I did promise Alison I wouldn't rant, so I'll stop now before I cross the line. But it really wasn't the week that I had wanted, or even expected, to come home to.

Whilst I was trying to sort out the necessary arrangements to allow Adam to return home, back in Grand Rapids Adam was as per protocol having bone marrow biopsies and FDG-PET/CT scan to re-evaluate his disease after completion of the first cycle of treatment. On more than one occasion it occurred to me that all this frantic effort going on over here would mean nothing if the scans showed his disease was still progressing. How painfully ironic would it be to get approval and then have to stay in the US to change to a new combination of drugs. As it turned out the scans were stable. Nothing to get over-excited about, but we've long since stopped hoping for anything other than stable. We got what we wanted, what we needed, to get Adam back to England.

So what now for Adam? Well Alison will go spend $11,000 at the hospital pharmacy on pills to bring home, and the cytarabine at $10 per vial is being provided on the NHS. Actually that's a little unfair; this is about as experimental a treatment as you are ever likely to get. Adam is most probably the only child ever to receive this particular drug combination for neuroblastoma, it has no track record whatsoever against the disease, and so nobody could reasonably expect it to be funded on the NHS. Anyway, our hope is that we will complete two further cycles of treatment at home before returning to Grand Rapids in early November for repeat evaluations. If anything happens in the meantime to require us to bring that visit forward then we will, it's as simple as that. We will be doing regular blood work, physical exams, and any supporting care through the Royal Marsden. We will also be doing regular checks of blood serum and urine tumour markers to give us an indication of where things are heading. If we see readings increase over time it would be suggestive of the current drug combination failing to control Adam's disease, and the next trip back to Michigan would likely be a longer stay in order to change to something different. Stable readings or better would lead us to hope that the next trip would just be a few days; bone marrow biopsies, scan to confirm disease remains stable, stop by the pharmacy to hand over another $11,000 and fly home. This is the scenario we will hope for, but the alternative we will also be ready for.

I should try to update more often.
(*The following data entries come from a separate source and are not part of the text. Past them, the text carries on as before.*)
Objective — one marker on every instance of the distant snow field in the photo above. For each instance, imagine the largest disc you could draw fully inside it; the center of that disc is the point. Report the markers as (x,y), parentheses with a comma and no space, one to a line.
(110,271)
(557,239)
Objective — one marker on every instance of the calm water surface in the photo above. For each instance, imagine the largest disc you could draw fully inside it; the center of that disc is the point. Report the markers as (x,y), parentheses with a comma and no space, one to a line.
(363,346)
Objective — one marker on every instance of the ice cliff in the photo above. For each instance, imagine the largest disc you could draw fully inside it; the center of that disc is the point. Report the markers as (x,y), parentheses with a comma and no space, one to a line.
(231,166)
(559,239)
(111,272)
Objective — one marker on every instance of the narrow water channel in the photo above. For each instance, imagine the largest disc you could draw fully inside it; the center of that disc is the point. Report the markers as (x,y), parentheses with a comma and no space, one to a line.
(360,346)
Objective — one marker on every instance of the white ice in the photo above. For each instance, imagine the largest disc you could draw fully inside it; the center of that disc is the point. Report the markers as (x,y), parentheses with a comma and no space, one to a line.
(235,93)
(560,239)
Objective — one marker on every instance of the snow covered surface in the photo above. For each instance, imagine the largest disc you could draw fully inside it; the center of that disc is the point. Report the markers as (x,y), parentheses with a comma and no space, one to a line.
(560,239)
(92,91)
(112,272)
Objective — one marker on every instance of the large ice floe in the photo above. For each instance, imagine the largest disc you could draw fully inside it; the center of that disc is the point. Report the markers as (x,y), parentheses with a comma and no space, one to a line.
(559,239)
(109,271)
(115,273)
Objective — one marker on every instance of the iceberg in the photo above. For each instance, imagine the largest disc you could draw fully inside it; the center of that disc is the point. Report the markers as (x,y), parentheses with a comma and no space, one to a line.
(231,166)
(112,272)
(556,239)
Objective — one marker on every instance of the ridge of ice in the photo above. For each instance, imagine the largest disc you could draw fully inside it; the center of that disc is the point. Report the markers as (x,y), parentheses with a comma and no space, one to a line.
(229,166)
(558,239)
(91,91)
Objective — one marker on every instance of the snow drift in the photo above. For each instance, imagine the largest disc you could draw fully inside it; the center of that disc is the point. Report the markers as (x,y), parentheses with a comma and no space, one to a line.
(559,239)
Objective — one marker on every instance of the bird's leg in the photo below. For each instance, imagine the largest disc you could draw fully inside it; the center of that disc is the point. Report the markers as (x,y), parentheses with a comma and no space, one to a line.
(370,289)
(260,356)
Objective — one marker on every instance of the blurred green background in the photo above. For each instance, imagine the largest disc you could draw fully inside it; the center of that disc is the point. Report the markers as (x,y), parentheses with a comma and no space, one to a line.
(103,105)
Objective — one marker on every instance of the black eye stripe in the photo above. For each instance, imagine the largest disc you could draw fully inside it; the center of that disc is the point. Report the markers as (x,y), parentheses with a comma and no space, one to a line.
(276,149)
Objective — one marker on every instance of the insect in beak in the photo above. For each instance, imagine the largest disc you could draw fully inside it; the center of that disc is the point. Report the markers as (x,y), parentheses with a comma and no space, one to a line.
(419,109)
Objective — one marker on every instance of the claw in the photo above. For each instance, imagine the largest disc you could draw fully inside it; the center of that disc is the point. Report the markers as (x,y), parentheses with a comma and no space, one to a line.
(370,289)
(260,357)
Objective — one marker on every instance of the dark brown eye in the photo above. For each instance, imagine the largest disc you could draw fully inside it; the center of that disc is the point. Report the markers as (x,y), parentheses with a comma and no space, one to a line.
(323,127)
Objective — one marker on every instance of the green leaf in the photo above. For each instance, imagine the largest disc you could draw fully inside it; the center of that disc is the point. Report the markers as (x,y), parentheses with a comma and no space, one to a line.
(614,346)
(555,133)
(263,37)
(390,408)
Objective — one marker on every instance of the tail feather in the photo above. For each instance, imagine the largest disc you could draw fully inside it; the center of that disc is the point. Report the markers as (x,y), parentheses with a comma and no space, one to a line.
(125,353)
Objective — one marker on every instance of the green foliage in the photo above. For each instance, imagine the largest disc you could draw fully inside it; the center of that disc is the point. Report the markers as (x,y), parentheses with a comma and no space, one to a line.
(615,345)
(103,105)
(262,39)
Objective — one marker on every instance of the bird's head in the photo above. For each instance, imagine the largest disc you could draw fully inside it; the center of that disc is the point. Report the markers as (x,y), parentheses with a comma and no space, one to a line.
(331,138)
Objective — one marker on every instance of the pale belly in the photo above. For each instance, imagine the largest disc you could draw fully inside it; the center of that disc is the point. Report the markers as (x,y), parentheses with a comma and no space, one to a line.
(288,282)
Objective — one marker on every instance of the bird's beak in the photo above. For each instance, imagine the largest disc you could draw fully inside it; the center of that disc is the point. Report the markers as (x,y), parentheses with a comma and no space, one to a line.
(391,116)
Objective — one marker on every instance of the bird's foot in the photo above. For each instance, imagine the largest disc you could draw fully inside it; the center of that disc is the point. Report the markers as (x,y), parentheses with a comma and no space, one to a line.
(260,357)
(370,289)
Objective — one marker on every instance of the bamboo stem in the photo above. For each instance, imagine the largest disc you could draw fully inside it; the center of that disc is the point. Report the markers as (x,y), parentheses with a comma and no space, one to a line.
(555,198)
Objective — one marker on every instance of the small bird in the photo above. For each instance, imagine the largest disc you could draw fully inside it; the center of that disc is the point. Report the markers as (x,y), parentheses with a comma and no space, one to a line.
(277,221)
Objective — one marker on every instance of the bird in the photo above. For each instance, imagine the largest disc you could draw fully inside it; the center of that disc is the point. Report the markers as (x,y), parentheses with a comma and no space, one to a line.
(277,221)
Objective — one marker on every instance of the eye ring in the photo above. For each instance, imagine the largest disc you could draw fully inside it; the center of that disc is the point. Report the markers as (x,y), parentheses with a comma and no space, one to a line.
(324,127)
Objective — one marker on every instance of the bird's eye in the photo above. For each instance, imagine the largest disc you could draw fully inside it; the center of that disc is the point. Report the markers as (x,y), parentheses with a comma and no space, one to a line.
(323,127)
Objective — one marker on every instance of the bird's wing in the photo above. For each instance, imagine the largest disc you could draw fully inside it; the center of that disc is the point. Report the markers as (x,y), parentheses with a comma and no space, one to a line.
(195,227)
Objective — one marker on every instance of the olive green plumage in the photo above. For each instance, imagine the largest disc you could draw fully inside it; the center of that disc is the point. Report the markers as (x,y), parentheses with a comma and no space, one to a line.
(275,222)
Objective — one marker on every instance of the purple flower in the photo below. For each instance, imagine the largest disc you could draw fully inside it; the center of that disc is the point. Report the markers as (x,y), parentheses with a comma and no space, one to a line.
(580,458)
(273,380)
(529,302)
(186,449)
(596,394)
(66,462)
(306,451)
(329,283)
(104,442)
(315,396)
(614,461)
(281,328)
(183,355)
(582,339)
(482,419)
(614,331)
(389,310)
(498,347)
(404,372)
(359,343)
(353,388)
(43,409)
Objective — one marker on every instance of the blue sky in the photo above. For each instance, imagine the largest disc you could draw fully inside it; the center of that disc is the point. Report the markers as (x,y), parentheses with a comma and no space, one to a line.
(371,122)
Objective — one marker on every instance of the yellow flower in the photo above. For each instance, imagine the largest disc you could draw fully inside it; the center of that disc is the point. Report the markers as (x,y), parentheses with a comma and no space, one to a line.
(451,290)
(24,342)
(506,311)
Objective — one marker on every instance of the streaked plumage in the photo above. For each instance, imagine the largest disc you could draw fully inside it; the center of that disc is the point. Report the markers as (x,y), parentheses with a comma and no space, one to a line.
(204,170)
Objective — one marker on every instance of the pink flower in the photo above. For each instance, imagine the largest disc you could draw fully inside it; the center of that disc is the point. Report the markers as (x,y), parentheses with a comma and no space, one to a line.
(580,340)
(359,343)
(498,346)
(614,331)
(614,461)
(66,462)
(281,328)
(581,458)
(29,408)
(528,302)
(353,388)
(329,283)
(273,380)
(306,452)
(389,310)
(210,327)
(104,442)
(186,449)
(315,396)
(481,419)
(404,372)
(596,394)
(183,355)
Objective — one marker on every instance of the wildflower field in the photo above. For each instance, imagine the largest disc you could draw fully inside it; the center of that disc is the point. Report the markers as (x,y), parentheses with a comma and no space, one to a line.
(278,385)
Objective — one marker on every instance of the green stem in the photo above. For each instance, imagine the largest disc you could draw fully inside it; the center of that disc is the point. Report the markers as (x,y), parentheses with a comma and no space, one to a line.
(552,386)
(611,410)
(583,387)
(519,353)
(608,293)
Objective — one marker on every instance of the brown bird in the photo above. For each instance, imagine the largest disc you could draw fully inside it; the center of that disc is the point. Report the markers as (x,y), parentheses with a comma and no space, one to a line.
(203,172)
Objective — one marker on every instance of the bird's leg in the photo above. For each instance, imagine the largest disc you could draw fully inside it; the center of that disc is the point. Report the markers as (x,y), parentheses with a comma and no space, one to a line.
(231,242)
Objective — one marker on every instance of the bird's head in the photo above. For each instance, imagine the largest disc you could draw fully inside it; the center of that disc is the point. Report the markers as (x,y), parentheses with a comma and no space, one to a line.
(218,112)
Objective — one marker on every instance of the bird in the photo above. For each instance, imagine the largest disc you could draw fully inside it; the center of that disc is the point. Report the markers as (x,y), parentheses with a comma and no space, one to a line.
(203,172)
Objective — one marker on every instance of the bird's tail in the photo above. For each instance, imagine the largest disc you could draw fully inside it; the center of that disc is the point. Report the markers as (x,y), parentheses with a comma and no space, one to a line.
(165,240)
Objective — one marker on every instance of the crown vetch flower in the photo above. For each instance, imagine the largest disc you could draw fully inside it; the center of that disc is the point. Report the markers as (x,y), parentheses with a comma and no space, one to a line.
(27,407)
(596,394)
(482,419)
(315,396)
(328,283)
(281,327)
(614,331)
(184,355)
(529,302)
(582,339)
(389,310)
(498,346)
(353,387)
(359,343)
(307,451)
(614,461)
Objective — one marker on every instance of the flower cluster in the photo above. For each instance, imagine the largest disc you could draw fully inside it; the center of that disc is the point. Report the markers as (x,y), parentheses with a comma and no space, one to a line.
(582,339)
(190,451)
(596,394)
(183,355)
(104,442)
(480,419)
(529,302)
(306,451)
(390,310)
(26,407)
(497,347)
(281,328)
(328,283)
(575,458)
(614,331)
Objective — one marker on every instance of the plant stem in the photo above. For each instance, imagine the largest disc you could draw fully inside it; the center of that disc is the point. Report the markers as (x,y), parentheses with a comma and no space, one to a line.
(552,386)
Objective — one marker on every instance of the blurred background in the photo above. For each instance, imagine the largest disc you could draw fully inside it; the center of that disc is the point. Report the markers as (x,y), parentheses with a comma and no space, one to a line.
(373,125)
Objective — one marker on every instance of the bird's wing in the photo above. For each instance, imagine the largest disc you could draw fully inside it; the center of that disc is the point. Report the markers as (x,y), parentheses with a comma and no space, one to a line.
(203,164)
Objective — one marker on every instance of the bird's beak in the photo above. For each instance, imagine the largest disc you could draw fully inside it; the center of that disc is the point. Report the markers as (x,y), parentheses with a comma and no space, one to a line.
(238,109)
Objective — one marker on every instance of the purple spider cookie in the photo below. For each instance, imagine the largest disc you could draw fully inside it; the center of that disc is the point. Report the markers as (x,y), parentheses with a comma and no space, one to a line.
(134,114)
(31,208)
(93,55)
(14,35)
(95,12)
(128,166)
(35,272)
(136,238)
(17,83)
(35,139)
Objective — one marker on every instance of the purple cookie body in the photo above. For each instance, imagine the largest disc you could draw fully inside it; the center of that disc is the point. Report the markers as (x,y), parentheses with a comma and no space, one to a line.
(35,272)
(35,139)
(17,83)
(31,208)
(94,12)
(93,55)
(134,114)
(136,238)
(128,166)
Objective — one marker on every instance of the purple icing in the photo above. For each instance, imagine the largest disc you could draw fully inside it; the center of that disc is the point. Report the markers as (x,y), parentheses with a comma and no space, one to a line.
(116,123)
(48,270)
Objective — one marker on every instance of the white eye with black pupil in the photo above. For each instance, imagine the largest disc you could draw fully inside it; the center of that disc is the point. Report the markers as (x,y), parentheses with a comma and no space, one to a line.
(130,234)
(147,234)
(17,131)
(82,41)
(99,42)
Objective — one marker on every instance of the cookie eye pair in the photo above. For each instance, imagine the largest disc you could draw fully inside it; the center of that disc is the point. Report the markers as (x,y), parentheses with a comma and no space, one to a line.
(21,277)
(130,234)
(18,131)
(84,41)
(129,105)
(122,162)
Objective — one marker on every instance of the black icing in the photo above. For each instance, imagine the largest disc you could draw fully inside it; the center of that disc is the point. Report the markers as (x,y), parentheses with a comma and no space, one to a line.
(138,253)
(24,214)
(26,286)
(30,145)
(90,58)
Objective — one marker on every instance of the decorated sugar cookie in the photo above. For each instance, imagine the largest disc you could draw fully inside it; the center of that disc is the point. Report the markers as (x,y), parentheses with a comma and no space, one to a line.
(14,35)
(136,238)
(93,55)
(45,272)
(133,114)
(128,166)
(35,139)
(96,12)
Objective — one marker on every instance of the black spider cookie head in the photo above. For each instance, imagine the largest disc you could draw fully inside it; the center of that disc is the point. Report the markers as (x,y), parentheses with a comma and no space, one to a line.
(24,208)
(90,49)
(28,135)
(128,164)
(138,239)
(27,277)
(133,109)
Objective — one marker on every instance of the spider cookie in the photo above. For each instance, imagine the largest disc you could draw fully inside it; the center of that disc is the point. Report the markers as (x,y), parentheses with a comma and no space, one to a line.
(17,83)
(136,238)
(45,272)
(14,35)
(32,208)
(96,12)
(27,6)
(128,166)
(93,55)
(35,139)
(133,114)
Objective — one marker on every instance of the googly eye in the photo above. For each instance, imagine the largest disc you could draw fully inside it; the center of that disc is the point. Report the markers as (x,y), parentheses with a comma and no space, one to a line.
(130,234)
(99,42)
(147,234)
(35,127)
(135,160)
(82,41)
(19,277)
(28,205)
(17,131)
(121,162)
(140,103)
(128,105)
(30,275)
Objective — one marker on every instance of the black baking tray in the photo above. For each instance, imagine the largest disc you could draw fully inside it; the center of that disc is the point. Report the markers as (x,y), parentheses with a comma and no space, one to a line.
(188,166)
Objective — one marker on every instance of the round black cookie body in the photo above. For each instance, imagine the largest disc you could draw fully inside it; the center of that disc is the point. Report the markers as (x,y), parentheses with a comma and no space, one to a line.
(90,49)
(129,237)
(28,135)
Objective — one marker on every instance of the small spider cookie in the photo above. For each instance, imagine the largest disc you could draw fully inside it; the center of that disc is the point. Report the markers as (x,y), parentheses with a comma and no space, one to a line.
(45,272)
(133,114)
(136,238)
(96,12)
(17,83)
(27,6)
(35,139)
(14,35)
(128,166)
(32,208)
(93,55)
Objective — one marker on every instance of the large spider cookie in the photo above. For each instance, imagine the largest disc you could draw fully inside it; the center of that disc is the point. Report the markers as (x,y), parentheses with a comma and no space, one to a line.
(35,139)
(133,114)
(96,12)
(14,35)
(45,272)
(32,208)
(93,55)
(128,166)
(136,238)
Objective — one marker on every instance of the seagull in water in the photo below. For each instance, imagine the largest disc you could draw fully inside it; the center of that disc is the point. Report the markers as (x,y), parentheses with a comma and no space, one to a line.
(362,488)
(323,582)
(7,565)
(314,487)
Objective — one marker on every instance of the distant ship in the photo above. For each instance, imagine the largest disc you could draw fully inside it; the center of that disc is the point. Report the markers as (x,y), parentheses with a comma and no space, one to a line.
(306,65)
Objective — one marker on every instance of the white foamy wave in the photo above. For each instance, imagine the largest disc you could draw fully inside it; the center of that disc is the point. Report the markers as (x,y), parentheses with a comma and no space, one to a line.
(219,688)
That's if I can find the time. But I'm tired after three years of relentless worry, stress, battles and fear. Worry about what today will bring, stress over treatment decisions, battles to get what we need when we need it, and fear of what the future holds. In the early days this used to be a place where I shared some of my innermost thoughts, but it's long since stopped being that. I can't do that any more, for my own sake and for the sake of those closest to me. If, as a consequence, everything sounds like it's just dandy and we're plodding along nicely then believe me it's not dandy, and we're not plodding. We're wading. Through quicksand. And I'm not crying and shouting simply because I can't cry and shout; because if I start crying and shouting I won't stop. And it will serve to change nothing, nor make anything even the slightest bit better. Above all else I am fortunate to have three beautiful children, and my resolve is not to ruin their todays out of my own fears of what their tomorrows might look like.